The authors declare that the research was conducted in the absence of any commercial or financial relationships that could be construed as a potential conflict of interest.

Figures

**Figure 1**
Simplified schematic comparison of inverse dynamics (ID) and musculoskeletal (MSK) modeling for calculating the internal joint contact forces. ID only takes external forces as the ground reaction force (GRF) and a lever arm from the joint center to the GRF vector into consideration when calculating the joint moment as surrogate measure for joint loading. In contrast, with MSK modeling not only the external forces but also internal (muscle) forces are considered for calculating the internal joint contact forces as the representation of the joint loading.

**Figure 2**
Flow diagram of study selection and results. *mKOA*, medial knee osteoarthritis; *ACLR*, anterior cruciate ligament reconstruction; *APM*, arthroscopic partial meniscectomy.

**Figure 3**
Coefficient of determinations between the first and second peaks of the joint moments and medial knee joint contact force (mKCF). The * indicates significant correlations.

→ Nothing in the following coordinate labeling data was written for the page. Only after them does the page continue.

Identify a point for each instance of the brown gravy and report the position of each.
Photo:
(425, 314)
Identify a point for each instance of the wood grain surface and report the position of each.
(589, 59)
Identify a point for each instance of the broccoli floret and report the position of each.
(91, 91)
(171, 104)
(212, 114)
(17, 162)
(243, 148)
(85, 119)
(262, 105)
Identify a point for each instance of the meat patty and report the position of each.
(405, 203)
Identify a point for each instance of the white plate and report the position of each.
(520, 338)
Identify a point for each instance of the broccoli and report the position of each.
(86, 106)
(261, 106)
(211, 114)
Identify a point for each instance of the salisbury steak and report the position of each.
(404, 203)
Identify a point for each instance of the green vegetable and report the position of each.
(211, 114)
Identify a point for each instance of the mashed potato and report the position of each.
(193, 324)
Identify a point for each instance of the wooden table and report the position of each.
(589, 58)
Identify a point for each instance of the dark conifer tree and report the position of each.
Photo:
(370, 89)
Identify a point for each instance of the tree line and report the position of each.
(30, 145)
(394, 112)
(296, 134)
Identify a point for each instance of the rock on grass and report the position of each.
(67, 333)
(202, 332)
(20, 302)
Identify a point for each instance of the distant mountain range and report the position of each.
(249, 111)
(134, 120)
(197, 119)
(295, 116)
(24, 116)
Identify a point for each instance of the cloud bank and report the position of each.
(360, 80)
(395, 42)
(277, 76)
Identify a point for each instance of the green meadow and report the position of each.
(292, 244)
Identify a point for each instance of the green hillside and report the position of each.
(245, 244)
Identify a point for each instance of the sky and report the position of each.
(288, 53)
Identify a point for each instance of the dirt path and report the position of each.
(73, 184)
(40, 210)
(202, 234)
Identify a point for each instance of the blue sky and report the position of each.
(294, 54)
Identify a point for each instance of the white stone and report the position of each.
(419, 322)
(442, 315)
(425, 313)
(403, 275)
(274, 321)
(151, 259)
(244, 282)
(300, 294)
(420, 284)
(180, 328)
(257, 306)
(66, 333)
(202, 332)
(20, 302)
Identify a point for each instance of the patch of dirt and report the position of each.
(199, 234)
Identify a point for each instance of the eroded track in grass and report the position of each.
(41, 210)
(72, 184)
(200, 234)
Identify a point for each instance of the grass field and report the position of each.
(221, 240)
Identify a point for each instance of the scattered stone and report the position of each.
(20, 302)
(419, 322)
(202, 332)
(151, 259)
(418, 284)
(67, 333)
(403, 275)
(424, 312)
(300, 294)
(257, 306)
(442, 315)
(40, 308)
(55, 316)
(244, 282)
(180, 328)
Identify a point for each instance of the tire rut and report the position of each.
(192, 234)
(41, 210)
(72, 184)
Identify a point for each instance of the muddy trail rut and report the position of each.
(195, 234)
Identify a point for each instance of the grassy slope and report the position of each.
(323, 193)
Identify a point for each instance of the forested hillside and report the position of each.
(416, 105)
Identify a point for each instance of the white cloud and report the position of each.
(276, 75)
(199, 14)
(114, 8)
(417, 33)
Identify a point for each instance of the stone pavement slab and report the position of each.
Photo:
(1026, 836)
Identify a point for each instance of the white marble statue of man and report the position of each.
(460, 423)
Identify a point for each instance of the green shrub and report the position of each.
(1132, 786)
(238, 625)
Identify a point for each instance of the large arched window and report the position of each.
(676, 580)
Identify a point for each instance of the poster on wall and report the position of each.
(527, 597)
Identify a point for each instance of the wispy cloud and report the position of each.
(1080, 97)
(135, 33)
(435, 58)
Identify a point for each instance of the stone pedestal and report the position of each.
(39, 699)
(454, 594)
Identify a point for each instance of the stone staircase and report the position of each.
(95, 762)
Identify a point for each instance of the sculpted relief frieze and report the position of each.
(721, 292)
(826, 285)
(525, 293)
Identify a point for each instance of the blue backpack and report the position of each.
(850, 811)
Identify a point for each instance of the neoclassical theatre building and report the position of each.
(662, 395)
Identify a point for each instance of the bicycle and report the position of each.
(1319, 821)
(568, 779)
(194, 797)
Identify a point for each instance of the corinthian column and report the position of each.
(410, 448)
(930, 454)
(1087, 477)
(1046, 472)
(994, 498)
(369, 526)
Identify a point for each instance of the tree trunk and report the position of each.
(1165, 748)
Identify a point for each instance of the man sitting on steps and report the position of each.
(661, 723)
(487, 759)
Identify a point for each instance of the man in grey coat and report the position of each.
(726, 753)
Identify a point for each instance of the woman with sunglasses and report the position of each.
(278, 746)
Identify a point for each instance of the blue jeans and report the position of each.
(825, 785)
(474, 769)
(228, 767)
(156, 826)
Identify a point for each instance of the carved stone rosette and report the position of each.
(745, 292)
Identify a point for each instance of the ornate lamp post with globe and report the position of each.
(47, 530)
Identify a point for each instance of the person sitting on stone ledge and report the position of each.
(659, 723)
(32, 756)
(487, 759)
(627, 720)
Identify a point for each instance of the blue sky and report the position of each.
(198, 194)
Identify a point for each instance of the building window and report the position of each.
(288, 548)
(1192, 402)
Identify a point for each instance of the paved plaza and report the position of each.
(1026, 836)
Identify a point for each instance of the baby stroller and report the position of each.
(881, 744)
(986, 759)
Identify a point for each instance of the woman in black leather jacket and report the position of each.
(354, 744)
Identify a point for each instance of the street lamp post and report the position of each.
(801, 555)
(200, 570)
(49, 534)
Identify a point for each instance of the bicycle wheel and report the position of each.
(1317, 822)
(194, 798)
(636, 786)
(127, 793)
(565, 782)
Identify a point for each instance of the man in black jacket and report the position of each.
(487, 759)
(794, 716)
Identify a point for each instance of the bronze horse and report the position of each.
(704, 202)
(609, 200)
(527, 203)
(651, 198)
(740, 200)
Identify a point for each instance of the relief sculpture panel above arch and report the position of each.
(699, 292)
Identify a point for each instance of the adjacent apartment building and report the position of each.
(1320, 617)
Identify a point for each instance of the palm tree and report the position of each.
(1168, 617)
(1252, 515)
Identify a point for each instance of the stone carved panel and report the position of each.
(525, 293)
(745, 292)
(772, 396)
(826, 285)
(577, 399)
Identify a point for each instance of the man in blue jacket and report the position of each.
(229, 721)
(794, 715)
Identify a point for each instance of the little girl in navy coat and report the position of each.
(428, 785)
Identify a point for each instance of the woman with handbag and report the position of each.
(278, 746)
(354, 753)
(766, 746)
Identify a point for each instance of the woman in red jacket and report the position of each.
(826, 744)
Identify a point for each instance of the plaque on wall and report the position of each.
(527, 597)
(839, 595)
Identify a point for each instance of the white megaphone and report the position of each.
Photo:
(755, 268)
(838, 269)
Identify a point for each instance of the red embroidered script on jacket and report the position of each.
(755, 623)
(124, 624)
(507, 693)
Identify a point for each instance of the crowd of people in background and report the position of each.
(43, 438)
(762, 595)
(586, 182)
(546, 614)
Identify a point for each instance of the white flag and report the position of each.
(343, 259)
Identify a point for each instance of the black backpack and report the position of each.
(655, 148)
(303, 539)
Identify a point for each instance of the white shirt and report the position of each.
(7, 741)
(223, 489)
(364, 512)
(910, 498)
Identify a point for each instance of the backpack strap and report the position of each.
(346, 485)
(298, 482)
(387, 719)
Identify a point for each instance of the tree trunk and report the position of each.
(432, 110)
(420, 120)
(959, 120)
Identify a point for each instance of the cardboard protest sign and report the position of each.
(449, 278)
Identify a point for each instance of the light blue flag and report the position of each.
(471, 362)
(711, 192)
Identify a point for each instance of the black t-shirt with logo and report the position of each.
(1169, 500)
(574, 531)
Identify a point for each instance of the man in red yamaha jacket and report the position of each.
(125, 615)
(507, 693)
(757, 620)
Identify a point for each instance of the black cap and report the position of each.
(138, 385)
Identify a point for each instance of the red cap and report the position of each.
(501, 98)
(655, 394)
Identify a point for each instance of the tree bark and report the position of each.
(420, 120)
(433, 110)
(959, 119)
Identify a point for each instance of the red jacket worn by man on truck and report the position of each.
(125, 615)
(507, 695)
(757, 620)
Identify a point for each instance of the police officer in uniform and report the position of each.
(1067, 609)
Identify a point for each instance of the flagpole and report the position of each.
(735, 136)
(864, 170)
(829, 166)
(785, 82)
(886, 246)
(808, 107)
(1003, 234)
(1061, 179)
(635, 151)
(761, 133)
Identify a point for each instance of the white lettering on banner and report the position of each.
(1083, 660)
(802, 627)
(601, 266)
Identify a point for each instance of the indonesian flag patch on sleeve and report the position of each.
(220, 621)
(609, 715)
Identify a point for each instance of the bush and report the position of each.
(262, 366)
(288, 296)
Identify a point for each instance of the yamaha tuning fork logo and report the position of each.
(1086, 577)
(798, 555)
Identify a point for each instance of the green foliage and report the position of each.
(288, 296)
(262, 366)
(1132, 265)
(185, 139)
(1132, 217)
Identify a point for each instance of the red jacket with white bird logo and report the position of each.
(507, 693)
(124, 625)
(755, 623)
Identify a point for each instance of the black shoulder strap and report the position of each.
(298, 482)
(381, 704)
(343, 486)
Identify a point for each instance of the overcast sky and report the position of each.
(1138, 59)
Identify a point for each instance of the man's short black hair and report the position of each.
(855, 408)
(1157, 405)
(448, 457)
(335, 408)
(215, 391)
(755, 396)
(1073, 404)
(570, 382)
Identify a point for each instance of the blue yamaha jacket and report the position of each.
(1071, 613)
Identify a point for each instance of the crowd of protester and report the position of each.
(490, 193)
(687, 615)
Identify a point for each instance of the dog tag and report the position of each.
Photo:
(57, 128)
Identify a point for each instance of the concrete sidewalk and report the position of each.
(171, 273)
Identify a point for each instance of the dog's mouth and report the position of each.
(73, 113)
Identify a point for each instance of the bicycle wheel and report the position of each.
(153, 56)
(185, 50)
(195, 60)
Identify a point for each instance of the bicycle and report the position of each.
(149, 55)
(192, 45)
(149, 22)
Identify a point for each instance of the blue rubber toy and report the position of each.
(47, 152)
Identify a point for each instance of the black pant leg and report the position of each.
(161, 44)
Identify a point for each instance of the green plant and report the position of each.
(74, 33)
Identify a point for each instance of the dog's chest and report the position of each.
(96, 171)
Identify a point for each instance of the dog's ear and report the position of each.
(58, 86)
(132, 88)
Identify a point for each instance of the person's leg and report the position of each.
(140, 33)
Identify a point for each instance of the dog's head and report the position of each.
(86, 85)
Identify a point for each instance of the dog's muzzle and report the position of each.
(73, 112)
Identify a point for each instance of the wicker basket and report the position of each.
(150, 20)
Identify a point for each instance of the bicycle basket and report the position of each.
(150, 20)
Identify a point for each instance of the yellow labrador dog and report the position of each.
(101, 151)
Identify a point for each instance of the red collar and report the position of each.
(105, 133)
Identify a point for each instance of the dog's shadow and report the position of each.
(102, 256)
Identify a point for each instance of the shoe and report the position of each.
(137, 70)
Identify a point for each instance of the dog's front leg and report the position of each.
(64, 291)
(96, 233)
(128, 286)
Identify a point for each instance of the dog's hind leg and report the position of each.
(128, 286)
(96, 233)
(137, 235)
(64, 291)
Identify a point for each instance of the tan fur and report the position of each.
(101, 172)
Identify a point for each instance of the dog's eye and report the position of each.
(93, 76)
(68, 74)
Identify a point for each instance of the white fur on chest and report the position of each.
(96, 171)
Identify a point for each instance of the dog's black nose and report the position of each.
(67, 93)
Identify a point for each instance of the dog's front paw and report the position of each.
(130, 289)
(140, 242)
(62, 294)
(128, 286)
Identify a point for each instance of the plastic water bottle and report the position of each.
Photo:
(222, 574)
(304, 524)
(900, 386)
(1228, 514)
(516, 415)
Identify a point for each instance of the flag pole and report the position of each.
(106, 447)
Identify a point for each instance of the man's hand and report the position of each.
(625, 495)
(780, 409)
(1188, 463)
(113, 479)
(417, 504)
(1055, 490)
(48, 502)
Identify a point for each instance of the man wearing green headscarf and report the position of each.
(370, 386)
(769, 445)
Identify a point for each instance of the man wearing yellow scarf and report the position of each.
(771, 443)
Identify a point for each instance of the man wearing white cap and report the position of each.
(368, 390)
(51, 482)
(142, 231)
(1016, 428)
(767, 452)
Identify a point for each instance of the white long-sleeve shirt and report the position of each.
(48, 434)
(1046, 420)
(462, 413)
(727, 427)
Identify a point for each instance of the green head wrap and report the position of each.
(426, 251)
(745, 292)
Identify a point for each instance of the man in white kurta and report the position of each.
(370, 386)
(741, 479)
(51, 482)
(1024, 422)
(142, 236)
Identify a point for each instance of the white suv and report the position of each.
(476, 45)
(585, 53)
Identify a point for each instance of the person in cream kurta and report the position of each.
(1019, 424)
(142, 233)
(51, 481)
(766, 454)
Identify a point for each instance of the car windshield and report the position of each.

The exact p-values can be found in the Supplementary Table 4. Colored bars represent the findings for the first peak and the white bars with colored text for the second peak of the same study. *KAM*, knee adduction moment; *KFM*, knee flexion moment; *KEM*, knee extension moment; *F_sup*, superior force; *TKR*, Patients after total knee replacement; *mKOA*, Patients with medial knee osteoarthritis; *APM*, Patients after arthroscopic partial meniscectomy; *ACLR*, Patients after anterior cruciate ligament reconstruction; *inv*., involved leg; *uninv*., uninvolved leg.

**Figure 4**
Coefficient of determinations between the maximal values of the joint moments and medial knee joint contact force (mKCF). The * indicates significant correlations. The exact p-values can be found in the Supplementary Table 5. *KAM*, knee adduction moment; *KFM*, knee flexion moment; *KEM*, knee extension moment; *ACLR*, Patients after anterior cruciate ligament reconstruction; *inv*., involved leg; *uninv*., uninvolved leg.

**Figure 5**
Coefficient of determinations between the first and second peaks of the joint moments and total knee joint contact force (tKCF). The * indicates significant correlations. The exact p-values can be found in the Supplementary Table 6. Colored bars represent the findings for the first peak and the white bars with colored text for the second peak of the same study. *KAM*, knee adduction moment; *KFM*, knee flexion moment; *F_sup*, superior force; *TKR*, Patients after total knee replacement; *mKOA*, Patients with medial knee osteoarthritis.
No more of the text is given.